I'm In love so I'd catch a grenade for ya, I throw my hand on a blade , throw myself in front of a train for ya! Yeah I would go through all this pain, take a bullet straight through my brain. But you would never do the same, oh no no no,never do the same~.-Bruno Mars.
"A little more to the left!"
I set down the WII remote and stared at Braxton dully, "Do you have to make everything sound kinky?"
"What?" He said innocently, "I was just showing you the best way to play tennis."
"Sure and Britney Spears is a virgin."
"Yep, her, Cher, Madonna, and The Kardashians," He said hit playing and beginning our tennis death match again.
The remote flew out my hand and nearly clocked Braxton in the head.
"Whoa," He said catching it, "Don't try to knock me out 'cause you can't play tennis."
I rolled my eyes, "Sure, if I wanted you knocked out.
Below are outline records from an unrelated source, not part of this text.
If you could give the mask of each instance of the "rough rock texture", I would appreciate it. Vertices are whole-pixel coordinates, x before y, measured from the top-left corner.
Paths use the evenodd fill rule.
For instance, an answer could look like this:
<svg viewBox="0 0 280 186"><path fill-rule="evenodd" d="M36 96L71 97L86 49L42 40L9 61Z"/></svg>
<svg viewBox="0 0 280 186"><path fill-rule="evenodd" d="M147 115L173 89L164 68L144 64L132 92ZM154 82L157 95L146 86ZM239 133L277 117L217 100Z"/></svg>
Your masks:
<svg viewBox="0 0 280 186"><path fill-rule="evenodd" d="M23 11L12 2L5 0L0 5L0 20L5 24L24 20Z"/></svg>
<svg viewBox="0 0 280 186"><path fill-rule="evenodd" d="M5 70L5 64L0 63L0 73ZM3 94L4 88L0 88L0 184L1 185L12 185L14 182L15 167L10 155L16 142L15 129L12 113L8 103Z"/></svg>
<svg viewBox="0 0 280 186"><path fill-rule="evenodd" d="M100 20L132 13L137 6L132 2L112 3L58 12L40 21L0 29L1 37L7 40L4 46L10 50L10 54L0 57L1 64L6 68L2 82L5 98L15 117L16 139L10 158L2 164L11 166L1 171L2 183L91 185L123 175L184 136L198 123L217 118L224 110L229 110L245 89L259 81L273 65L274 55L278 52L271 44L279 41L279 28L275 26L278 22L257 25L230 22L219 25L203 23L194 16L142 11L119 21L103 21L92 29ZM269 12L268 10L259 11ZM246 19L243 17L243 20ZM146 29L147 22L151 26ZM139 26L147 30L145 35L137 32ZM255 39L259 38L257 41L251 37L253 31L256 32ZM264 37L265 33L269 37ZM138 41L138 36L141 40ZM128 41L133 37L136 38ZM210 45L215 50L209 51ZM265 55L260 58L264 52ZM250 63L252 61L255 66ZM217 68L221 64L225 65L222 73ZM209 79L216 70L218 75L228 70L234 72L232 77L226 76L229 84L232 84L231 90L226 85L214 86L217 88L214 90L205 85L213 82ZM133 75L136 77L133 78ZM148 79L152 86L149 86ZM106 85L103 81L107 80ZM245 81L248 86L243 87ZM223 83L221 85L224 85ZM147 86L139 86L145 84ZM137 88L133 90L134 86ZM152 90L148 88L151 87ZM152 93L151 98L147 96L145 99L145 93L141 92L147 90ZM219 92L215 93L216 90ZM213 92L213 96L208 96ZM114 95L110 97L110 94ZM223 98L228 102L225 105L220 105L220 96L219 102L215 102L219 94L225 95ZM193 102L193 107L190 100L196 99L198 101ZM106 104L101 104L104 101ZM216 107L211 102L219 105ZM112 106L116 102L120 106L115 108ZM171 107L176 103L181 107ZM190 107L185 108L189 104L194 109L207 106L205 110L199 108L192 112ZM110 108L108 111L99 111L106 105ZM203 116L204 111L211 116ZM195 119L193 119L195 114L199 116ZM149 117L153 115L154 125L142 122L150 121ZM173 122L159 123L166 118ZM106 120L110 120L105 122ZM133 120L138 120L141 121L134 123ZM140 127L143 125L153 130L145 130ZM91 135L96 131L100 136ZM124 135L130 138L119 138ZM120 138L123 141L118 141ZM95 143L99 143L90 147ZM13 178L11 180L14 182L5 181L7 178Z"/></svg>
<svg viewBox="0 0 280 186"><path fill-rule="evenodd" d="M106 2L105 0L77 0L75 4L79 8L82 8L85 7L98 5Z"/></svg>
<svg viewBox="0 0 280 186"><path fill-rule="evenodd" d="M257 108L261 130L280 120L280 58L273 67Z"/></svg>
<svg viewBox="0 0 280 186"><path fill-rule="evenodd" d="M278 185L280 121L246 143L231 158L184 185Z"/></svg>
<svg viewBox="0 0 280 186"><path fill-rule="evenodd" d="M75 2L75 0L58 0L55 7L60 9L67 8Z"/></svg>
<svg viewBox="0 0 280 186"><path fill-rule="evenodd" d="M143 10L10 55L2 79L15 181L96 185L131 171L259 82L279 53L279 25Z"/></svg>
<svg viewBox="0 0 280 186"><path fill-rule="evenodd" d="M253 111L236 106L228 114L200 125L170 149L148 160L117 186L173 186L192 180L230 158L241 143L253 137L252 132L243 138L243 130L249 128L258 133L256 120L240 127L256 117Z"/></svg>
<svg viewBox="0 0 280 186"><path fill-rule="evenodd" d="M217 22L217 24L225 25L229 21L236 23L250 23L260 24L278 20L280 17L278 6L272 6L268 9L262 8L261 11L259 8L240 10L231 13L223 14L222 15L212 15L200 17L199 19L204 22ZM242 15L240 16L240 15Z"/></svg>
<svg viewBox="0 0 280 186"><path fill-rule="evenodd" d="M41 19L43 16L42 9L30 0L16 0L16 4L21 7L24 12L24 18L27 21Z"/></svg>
You'd be in a ditch somewhere in Mexico, believing your name was Pablo and that you sold Jalapeno's and Tabasco sauce."
He looked at me with narrowed eyes, "You thought that out way to much..."
I shrugged, "I'm imaginative."
"Your going to be on Deadly Women," He said shuddering.
"I like that show," I said with a sadistic smirk.
"That's hot," He said leaning forward.
I leaned forward and whispered, "I could talk about Puberty and still be hot."
His nose scrunched in disgust and I smirked, "Keep it in your pants, Pecker Pan."
"Don't you mean Peter?" He asked raising his eyebrows.
"No, I mean Pecker," I said as we walked out of the Rec hall and back to our cabin.
Braxton had gotten me and him kicked out of camping for indecent exposure and bullying, bullying. The people here are either 19 or older, and we can get get in trouble for bullying? Bullshit, bro, bull-freaking-shit.
If assholes could fly, this place would be an airport.
"Why don't you love me?" Braxton was on my be clutching were his perverted heart was and gyrating his hips, "When I make me so damn easy to love~"
Then he looked at me and winked before holding out his arms.
"Oh baby why don't you-"
I threw a pillow at him and his deep, rich laugh tumbled out.
"Stop singing before my ears commit suicide," I ordered as I went through my mini fridge.
"Damn," Braxton whistled, and I knew that nasty little jackass was staring at me butt, "Is there a mirror in your pants beautiful? 'cause I can see me in 'em."
I beamed in the head with an Oreo and he plopped down on my bed, and the pitiful, slender legs gave out and the bed collapsed within itself.
We both stared wide-eyed for a second before I tackled him and began pummeling with my fists, "YOU JACKASS! YOU FAT DUMB WHORE! YOU BROKE ME BED!"
Braxton tried to stop my hard fists with curses and ow's and his hands but I just continued to punch and choke him out.
"YOU WILL DIE YOU HORNY OBNOXIOUS BATASRD!"
* Later that Night *
"I'm not sleeping on a fucking duck-taped bed."
Dallas looked sexy and goofy as hell at the same time.
She was wearing hot pink footie pajamas that clung to every curve and said 'sexy momma' in glittery back letters down both the legs, but her soft silky black hair was down and I wanted to pull it just to keep Dallas in her feisty-pissed mood.
"Sleep in Brendan or Alicia's bed," I said grinning as I jerked off my shirt and sprawled back on my bed, "They're not coming back for another two days babe."
Dallas gave me a vicious look and I smirked, "You want revenge, babe?"
She grinned approaching me slowly, "Revenge? Nah. I'm going to sit back and let Karma fuck you up. I'll sleep in the floor since Brendan probably jacks off in bed and Alicia scares the living shit out of me, and you'll probably try to bang me."
"When your asleep?" I said smirking, "How'd you know I was into that?"
She snorted and sat down on the floor -intent on sleeping there- and gave me a haughty look that made me want to kill her and throw her down on my bed and fuck until I broke my bed too.
"You fell in love when I was sleeping," She said inspecting her sparkling\ glittery nails.
"Bullshit," I said peering at her with my head on the floor (upside down) and a crazy grin on my face, "You believe in true love?"
She returned my crazy grin and those beautiful eyes twinkled at me and she raised a slim eyebrow, "I believe people lust."
"Let's get to it then, you sex-machine!"
A very masculine yelp-scream-thing resounded threw the darkness and someone, somewhere was missing very evil, very biting, vicious cold water and Dallas was happier than a child molester at a boyscout convention.